Criticism, like cancer, grows rather naturally and is fully dependent on its host. It’s growth is predicated upon a relatively healthy host and a benign environment in which it can grow unimpeded.
Lest we spend too long developing that story, the important way that criticism is like cancer is that it comes in two varieties: benign and malignant. Like cancer, both types of criticism can cause mental pain and anguish, but the benign form is not harmful. Malignant forms, on the other hand, are an undesired scourge which is never helpful and hard to live with.
For the purposes of this analogy, we will leave completely positive criticism aside. Like a false positive, it offers nothing worthy of either concern or time of the creator, but it may, at times, distract from the task. A kind word from a friend or stranger about your creation gives little or no insight into the success or failure of your effort.
Malignant criticism, to be clear, seems to have proliferated recently with ever more outlets available for nearly everyone to become a critic. A few years ago, I kept a blog full of quotidian concerns and grand ambitions. It was a very minor affair that was notable to myself and probably three other people. Yet some stranger found it and offered some decidedly malignant criticism. And it hurt. And that was all it did. I tell this story in part because I like to talk about myself, but mostly because it’s a good window into malignant criticism.
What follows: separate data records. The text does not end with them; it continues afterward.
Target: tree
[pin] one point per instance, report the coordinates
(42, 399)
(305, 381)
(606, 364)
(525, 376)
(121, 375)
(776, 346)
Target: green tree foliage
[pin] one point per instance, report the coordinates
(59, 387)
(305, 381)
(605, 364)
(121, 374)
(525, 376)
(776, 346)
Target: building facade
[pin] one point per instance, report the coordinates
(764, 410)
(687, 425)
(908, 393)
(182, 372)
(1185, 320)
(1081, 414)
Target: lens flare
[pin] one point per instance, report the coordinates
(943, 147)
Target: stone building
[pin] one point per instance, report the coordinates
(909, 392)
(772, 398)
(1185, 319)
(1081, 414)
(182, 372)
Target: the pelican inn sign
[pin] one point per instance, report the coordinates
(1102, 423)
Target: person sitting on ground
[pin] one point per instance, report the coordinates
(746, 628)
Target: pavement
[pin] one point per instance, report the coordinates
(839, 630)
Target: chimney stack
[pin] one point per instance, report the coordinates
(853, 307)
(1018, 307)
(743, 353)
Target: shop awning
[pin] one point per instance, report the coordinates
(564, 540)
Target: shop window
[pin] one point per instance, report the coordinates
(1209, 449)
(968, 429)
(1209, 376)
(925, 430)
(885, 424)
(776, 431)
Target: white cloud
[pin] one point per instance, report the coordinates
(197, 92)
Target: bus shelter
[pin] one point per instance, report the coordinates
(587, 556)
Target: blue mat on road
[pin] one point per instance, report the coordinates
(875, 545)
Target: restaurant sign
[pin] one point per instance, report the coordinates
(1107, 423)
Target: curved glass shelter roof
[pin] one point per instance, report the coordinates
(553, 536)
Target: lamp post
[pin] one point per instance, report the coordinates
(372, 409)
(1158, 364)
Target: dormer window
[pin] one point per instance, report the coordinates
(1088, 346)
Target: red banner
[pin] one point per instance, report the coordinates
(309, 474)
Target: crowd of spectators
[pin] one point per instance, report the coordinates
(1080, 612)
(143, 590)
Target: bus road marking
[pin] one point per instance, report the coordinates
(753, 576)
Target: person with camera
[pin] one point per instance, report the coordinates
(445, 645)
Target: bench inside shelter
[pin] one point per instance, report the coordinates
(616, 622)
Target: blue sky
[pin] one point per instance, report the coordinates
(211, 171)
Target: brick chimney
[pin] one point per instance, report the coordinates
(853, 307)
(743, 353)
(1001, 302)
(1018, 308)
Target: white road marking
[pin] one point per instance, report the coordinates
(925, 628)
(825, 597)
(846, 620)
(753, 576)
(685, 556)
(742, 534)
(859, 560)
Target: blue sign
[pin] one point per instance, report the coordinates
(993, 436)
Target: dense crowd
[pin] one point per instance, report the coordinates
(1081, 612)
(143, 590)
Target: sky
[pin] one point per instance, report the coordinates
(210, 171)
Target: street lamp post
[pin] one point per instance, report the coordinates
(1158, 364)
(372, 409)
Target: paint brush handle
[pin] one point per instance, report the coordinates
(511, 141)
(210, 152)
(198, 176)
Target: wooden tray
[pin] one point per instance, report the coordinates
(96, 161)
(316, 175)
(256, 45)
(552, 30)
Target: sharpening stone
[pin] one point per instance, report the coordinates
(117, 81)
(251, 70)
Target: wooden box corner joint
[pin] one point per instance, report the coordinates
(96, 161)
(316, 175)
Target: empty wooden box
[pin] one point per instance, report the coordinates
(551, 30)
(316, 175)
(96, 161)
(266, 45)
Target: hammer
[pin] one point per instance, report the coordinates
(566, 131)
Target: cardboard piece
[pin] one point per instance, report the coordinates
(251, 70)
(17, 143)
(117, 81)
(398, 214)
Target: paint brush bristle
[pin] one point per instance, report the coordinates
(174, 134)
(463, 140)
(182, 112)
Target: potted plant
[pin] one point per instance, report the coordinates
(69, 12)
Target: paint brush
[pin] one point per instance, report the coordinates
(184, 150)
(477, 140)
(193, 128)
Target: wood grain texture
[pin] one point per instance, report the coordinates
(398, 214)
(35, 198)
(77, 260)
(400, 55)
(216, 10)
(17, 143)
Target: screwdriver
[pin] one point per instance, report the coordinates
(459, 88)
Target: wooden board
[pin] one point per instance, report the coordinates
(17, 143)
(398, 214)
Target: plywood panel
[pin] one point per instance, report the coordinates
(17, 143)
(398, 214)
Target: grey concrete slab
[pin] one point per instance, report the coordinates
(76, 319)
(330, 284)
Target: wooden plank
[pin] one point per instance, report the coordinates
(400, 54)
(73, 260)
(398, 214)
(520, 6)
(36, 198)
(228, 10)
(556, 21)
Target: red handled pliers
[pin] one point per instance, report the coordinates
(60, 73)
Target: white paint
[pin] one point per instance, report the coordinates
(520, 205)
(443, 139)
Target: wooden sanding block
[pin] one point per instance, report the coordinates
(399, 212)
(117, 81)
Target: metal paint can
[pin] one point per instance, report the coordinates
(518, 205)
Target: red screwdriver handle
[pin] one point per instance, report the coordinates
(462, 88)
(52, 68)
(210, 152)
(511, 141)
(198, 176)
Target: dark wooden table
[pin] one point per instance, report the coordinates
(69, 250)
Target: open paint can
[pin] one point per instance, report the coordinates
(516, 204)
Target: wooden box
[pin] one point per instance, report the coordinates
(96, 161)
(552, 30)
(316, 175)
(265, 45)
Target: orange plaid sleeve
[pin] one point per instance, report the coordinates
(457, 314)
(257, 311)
Malignant criticism, in short, negates all possible positives of a work and instead aims solely to eviscerate both the creator and the creation. It asserts that the creation is not only flawed, but completely without merit. It says “This is stupid, deluded, foolish, and naive. It’s only purpose is for me to ridicule it.” (That by the way, is about the content of the strangers “review” of my old site.)
This kind of criticism is tantamount to bullying. And just as your parents probably told you, bullies have to tear someone down to make themselves feel good. Malignant criticism is, in general, nothing more than an ego trip.
Benign criticism is almost never that simple. Though it doesn’t shirk acknowledgment of the flaws of the creation, it tends to recognize that a flawed work is not a valueless one. The words “constructive criticism” are often used to encourage this benign form.
Benign criticism tells the creator (and the audience at large) what the creator set out to do, how far she got toward accomplishing that goal, and how she failed to live up to the potential that the work had. This sounds straightforward, but most amateur reviewer (like myself) often fail to do this.
Benign criticism is much harder to compile than the malignant variety. Consider “snark,” the internet created shorthand for “snide remark” that is, at base, the height of malignant criticism. One can, with a single line of “snark,” express all that is generally seen to be wrong about criticism. A dismissive “Look how bad this story is” or “See how pretentious this guy is” often passes for criticism on the internet. And though it may be criticism, it’s hardly something anyone wants to–or should have to–spend time with.
I guess that brings us back to the top. Like cancer, criticism is often confused with its malignant form. But it’s a mistake to think that all criticism is malignant, benign criticism is one of the most important features of a vibrant culture and when it’s available can not and should not be dismissed out of hand.